Le chef de l’Etat s'exprimait depuis le Botswana où il était en visite officielle.
Tshisekedi a accusé, lors d’une conférence de presse conjointe avec son homologue Mokgweetsi Masisi, les troupes des États d’Afrique de l’Est (EAC) de « cohabitation » avec les rebelles du M23 (Mouvement du 23 mars) quelles sont censées combattre depuis leur déploiement en décembre dernier.
*Sénégal
Retour à un calme précaire à Ngor après une journée d’affrontements
Un calme précaire a règné mercredi à Ngor, une petite commune de la capitale sénégalaise, après une chaude journée d’affrontements la veille entre populations et forces de l’ordre.

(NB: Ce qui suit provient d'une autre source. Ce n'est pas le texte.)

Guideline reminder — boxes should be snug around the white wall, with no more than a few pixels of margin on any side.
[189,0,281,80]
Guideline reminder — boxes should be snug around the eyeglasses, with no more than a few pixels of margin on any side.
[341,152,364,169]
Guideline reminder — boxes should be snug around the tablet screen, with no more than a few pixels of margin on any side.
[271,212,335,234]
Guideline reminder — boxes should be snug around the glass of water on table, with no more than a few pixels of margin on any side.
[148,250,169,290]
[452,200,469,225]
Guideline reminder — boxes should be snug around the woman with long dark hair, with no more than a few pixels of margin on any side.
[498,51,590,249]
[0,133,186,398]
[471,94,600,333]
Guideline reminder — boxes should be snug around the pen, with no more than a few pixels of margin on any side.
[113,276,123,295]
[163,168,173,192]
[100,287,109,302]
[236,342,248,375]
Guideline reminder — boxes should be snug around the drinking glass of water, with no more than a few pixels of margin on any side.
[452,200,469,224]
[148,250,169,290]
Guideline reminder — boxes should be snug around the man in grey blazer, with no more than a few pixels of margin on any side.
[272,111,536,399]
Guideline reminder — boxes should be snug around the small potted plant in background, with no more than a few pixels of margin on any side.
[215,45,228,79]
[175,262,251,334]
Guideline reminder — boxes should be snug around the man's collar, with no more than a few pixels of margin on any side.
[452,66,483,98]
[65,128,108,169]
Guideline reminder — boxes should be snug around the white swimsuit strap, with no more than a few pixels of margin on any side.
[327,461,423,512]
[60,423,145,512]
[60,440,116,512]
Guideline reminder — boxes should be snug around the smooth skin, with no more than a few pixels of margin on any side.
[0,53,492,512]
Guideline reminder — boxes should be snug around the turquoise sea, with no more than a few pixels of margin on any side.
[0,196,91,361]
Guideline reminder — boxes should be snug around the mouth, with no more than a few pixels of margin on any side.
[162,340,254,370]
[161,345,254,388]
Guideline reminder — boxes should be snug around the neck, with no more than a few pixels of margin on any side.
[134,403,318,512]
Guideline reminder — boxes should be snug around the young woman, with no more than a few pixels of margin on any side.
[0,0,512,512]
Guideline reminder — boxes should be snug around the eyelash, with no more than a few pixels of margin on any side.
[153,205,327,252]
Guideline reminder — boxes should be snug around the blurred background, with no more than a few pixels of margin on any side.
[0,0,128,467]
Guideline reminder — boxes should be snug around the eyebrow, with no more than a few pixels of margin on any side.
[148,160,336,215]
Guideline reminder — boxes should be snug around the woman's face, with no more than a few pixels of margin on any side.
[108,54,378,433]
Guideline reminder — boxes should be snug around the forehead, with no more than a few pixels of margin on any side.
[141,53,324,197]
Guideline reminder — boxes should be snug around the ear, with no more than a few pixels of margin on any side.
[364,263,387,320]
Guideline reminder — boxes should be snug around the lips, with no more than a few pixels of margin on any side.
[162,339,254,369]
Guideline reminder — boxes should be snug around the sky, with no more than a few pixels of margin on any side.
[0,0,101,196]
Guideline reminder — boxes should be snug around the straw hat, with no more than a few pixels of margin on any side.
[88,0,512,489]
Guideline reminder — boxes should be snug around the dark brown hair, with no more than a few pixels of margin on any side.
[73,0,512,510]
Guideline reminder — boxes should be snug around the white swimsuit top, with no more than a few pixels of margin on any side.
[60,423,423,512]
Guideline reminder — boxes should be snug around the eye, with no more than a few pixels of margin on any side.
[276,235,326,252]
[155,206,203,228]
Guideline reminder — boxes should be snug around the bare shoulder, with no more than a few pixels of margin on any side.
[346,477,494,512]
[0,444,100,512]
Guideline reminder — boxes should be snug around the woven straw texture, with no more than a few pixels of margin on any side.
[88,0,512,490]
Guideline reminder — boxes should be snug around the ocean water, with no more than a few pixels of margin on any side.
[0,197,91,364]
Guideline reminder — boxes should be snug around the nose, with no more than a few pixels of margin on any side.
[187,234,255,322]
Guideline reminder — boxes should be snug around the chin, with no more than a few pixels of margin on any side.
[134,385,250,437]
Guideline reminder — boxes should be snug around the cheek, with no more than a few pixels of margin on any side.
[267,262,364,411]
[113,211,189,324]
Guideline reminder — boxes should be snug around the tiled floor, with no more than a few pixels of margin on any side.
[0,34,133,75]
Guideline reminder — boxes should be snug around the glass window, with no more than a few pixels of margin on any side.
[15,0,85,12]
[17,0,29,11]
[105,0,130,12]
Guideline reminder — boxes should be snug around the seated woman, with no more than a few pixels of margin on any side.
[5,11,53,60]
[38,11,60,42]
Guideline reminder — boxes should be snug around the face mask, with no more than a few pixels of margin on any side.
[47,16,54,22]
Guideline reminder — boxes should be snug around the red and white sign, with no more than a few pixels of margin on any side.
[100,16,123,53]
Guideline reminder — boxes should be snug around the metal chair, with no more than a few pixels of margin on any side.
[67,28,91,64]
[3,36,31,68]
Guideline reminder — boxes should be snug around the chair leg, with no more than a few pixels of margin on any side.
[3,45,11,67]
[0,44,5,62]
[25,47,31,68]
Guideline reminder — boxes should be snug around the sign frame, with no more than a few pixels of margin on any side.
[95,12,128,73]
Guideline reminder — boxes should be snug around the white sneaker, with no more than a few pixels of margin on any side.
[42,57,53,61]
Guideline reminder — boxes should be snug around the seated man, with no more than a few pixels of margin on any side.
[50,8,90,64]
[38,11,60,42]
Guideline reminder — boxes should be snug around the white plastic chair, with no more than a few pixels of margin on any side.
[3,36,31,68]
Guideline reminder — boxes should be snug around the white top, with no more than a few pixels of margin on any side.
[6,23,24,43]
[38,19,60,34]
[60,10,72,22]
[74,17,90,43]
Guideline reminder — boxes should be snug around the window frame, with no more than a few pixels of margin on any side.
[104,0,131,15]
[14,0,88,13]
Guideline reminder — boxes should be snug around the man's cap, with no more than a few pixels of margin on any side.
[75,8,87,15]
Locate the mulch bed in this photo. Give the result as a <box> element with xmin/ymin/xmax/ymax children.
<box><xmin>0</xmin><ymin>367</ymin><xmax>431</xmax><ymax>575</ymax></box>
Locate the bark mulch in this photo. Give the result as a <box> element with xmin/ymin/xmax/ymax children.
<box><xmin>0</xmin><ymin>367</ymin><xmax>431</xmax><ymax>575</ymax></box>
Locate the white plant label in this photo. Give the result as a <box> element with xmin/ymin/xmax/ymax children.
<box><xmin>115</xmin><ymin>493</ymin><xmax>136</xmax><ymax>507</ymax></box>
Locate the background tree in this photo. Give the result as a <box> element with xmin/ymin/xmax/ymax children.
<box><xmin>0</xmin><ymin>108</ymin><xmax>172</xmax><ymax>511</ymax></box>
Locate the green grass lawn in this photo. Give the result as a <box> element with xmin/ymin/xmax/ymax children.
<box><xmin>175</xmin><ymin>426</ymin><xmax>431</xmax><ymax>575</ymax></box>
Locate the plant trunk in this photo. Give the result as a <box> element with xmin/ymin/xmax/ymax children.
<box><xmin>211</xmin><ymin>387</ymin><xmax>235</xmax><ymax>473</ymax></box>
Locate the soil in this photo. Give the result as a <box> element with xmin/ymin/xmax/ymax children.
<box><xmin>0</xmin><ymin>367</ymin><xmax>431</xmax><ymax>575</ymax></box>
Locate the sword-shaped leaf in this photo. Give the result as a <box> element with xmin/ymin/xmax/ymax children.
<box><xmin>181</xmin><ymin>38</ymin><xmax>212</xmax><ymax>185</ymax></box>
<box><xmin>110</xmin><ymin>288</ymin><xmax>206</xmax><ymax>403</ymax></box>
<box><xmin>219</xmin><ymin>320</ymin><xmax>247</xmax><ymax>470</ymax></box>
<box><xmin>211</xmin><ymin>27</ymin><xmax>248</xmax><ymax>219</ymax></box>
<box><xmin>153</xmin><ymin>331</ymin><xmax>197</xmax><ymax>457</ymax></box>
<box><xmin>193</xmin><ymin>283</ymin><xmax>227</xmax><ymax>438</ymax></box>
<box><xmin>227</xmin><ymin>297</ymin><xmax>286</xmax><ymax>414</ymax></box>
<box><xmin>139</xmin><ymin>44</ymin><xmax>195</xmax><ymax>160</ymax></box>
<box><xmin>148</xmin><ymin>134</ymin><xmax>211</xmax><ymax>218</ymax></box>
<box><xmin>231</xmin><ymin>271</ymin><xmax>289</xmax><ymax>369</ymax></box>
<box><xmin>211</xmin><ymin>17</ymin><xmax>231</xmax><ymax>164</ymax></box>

A l’origine du conflit, une affaire foncière sur un site de 6000 m2 sur lequel la gendarmerie veut implanter une brigade alors que les populations locales confrontées à un manque d’infrastructures souhaitent qu’un lycée y soit bâti. Les confrontations ont démarré le 18 avril dernier avant d’atteindre leur paroxysme avec les violents affrontements de mardi ayant entraîné la mort d’une jeune fille, selon un communiqué du ministère de l’Intérieur.
*Centrafrique
Violents affrontements entre une milice d'autodéfense et les rebelles de l'UPC dans le sud-est
La ville centrafricaine de Mboki, située dans la préfecture du Haut-Mbomou (sud-est), est le théâtre, depuis dimanche 7 mai, de violents affrontements entre les miliciens d’autodéfense Azande Ani Kpi Gbé et les rebelles de l'Unité pour la paix en Centrafrique (UPC), membres de la Coalition des patriotes pour le changement (CPC), a indiqué mercredi à Anadolu le préfet du Haut-Mbomou, Jude Ngayako.
« L’affrontement qui a débuté dimanche entre ces belligérants se poursuit au moment où je vous parle. Pour le moment, il est difficile d’avoir un bilan précis mais il y a des morts et des blessés signalés de part et d’autre », a souligné le préfet, joint par téléphone.